The Jetsons debuted in 1962. Credit: Hanna Barbera

She still found herself in need of a holiday though. It’s interesting to view Jane Jetson retrospectively as potentially one of the women Betty Friedan would write about in 1963 in her seminal feminist book The Feminine Mystique, which encapsulated the malaise of white, middle-class housewives who found themselves with “everything” they aspired to but were deeply unhappy.

The fly in that ointment is Jane was canonically 33 years old, and with a 15 or 16-year-old daughter, likely didn’t have a tertiary education to waste. When The Jetsons jumped to the big screen in 1990 with a theatrically released movie, Jane had a job as an environmental lawyer.

In the original series, George was fulltime employed in a job that kept the family in comfort, but only worked two days a week and one hour a day, thanks to automation. That, again, reflected the optimism of that post-WWII economic boon, and the belief technology would make work easier, rather than replace humans.

The technological advances in the world of The Jetsons were never depicted as threatening. The animation itself was bright and colourful, the objects were drawn with rounded features and fluid lines (think of the family’s bubble car and its Space Needle-esque home), and was often influenced by the googie style of architecture of the mid-century.

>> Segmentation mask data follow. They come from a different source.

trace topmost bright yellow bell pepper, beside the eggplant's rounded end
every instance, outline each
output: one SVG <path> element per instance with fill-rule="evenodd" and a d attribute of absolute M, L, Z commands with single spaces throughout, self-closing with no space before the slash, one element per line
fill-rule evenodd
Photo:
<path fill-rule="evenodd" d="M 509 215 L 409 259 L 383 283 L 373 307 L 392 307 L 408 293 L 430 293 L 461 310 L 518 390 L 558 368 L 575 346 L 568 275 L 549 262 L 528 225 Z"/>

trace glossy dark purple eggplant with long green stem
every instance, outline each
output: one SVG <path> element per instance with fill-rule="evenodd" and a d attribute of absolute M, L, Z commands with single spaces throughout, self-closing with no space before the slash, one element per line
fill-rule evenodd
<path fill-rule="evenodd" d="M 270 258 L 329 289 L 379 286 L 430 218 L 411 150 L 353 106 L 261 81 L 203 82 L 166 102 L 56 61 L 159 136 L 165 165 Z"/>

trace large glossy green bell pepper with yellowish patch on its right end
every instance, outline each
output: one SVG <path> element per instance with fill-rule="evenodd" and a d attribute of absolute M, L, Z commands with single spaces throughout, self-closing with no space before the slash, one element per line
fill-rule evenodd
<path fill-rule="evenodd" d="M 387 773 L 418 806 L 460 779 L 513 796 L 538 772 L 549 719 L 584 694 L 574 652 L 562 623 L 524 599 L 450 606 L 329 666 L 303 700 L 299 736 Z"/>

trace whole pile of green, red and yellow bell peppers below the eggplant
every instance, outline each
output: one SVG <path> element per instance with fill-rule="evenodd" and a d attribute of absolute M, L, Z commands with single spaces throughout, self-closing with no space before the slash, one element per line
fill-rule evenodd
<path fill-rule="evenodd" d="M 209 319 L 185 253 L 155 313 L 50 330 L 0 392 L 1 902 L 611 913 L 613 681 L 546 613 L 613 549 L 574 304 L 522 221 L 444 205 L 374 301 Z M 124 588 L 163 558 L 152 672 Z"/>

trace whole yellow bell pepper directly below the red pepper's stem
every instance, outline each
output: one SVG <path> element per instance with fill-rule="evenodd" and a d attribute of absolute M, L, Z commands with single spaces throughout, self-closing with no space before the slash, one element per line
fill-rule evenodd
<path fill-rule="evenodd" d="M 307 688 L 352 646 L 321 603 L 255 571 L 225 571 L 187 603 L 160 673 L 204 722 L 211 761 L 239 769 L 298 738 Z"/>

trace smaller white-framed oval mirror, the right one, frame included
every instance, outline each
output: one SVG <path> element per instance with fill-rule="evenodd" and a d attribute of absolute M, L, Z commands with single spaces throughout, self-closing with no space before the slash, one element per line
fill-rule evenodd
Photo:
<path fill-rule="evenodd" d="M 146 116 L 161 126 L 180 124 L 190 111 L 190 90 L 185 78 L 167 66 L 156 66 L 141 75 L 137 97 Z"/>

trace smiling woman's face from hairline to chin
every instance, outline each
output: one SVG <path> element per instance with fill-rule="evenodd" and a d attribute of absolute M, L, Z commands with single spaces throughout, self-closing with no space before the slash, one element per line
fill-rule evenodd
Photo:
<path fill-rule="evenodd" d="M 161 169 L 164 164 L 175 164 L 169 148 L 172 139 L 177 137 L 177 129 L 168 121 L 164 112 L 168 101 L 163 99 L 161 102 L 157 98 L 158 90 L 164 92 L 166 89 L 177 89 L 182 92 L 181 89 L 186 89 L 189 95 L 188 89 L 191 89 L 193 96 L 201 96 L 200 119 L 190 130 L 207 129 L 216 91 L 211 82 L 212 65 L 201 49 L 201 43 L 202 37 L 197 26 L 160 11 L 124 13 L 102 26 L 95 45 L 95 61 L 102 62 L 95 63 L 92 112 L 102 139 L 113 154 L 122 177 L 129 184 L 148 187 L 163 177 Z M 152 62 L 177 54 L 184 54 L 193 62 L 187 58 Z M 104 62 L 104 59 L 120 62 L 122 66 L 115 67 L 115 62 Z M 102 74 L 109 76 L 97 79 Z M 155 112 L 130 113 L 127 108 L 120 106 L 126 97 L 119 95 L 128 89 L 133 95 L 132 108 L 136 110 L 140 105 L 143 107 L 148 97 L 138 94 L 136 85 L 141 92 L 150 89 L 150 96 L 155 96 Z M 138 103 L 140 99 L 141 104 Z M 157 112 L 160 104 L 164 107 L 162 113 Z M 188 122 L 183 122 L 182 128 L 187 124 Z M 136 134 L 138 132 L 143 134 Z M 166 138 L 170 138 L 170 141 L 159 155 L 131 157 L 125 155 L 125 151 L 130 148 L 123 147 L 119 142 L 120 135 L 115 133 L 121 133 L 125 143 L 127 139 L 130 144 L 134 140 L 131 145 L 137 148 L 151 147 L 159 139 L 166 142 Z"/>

There were moving footpaths, 3D printing, video calls, smartwatches, artificial intelligence, nanotechnology and more. While these concepts weren’t invented by the series (futurists were already talking and writing about these ideas), it did popularise them among generations of kids who watched the show in the 1960s and in the following decades.

It cemented an idea of what the future could be, and depending on your perspective (the show had no Black or economically marginalised characters), potentially a utopian ideal.

What does The Jetsons look like in a far less optimistic 2025, with Jim Carrey in its world? Only a futurist could take a guess.